Vegetarian Bibimbap Bowls with Winter Veg
- 3/4 cup rice (any variety) measured uncooked
- 2-4 eggs - depending on whether you would like 1 or 2 eggs per bowl
- 2 cups broccoli chopped into small florets (160-190 grams)
- 2 ½ cups mushrooms sliced (170-200 grams)
- 1 medium-large carrot
- 4 big handfuls baby spinach
- 2 spring onions
- 1 tbsp sesame seeds
- 3 tbsp tamari or gluten free soy sauce
- 1 tbsp sesame oil
- 1 tsp garlic powder
- coconut, macadamia or olive oil for cooking
- salt and pepper
- kimchi or sauerkraut to serve
For pickling the carrot:
- 1/2 cup rice vinegar (can substitute apple cider vinegar)
- 1/2 cup water
- 2 tbsp honey or maple syrup
- 3 tbsp sriracha sauce
- 1/2 tsp garlic powder
- 1 tbsp honey or maple syrup
- 1 tsp sesame oil
- If you’d like to have pickled carrots, start this recipe a day or two before so the carrots have time to pickle. To make the pickle: cut the carrot into matchsticks. Combine vinegar, water and maple syrup in a saucepan and bring to the boil, allow to bubble for 1 minute then cool for 5 minutes. Pack the carrot sticks into a container/jar and pour over the liquid. Pop in the fridge.

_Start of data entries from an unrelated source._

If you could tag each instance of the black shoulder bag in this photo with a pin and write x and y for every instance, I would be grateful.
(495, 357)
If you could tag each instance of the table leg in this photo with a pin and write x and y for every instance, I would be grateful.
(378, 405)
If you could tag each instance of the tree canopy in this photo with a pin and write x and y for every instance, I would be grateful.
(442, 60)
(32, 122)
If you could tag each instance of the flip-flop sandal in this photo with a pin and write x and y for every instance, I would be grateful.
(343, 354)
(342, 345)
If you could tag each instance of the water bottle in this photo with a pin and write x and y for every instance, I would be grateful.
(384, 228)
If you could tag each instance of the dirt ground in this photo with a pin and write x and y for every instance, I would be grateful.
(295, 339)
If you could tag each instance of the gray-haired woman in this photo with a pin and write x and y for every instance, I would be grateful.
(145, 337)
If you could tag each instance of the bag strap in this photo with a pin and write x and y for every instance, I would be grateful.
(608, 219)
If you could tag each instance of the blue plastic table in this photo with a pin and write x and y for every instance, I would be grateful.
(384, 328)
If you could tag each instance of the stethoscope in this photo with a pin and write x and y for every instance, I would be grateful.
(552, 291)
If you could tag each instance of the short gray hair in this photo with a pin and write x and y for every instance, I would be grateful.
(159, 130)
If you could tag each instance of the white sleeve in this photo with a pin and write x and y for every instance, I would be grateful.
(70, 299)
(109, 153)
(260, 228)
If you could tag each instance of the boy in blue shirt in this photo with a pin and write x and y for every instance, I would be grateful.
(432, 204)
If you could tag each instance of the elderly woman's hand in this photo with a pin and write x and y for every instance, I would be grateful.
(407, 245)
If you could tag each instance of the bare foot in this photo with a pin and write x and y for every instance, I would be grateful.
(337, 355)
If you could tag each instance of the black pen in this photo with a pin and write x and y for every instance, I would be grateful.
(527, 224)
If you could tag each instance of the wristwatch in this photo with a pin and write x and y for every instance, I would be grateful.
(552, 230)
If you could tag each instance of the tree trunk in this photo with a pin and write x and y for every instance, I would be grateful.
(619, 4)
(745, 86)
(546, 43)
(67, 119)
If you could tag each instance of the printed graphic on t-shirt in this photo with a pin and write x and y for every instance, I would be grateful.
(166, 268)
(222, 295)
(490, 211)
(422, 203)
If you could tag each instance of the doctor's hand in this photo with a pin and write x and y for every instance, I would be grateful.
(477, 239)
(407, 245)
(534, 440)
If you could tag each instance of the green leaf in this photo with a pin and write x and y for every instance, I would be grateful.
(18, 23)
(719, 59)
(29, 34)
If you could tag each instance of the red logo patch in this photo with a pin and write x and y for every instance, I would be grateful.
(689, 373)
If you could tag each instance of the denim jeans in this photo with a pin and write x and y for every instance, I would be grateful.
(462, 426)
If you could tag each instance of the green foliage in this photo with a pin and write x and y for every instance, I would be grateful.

- To start the bibimbap: prepare rice according to packet instructions. While the rice is cooking, you can start to cook the vegetables.
Get your sauces ready: make the vegetable stir-fry sauce by combining the tamari/soy-sauce, 1 tablespoon sesame oil, 1 teaspoon garlic powder and 2 tablespoons of water, plus a little salt and pepper to taste. Make the bibimbap sauce by combining the sriracha, ½ teaspoon garlic powder, 1 tablespoon maple syrup and 1 teaspoon sesame oil.
- Take a fry pan and add a teaspoon of your chosen cooking oil. Add the broccoli to the pan, and sauté over a moderate heat for 3 minutes or until softened. As the broccoli is cooking, add 2 tbsp of the stir-fry sauce to the pan. Once the broccoli is done, slide it off onto a plate and set aside (you could put this in a very low-heat oven to keep warm).
- Repeat the stir-fry process for the sliced mushrooms and the spinach, cooking each until softened and splashing through some stir-fry sauce.
- Once the rice and all of the vegetables are cooked, arrange into two bowls. Add a serve of kimchi/sauerkraut and pickled carrot. Finally, fry up your eggs, keeping the yolks soft and runny. Slide them onto the top of the bowls.
- Garnish bowls with bibimbap sauce, chopped spring onion and sesame seeds. Enjoy!
*Pickling the carrot is optional. You can just cut the carrot into matchsticks and add to the bowls raw! They’ll still offer lots of crunch and taste.
*Kimchi can often have fish and/or anchovy paste added to it, so it may not be vegetarian. You can swap this to a sauerkraut which should be totally vegetarian-friendly (but be sure to check the ingredients list when purchasing).
*Feel free to play around with the vegetables used in these bibimbap bowls - you could use other vegetables like zucchini, cauliflower or green beans.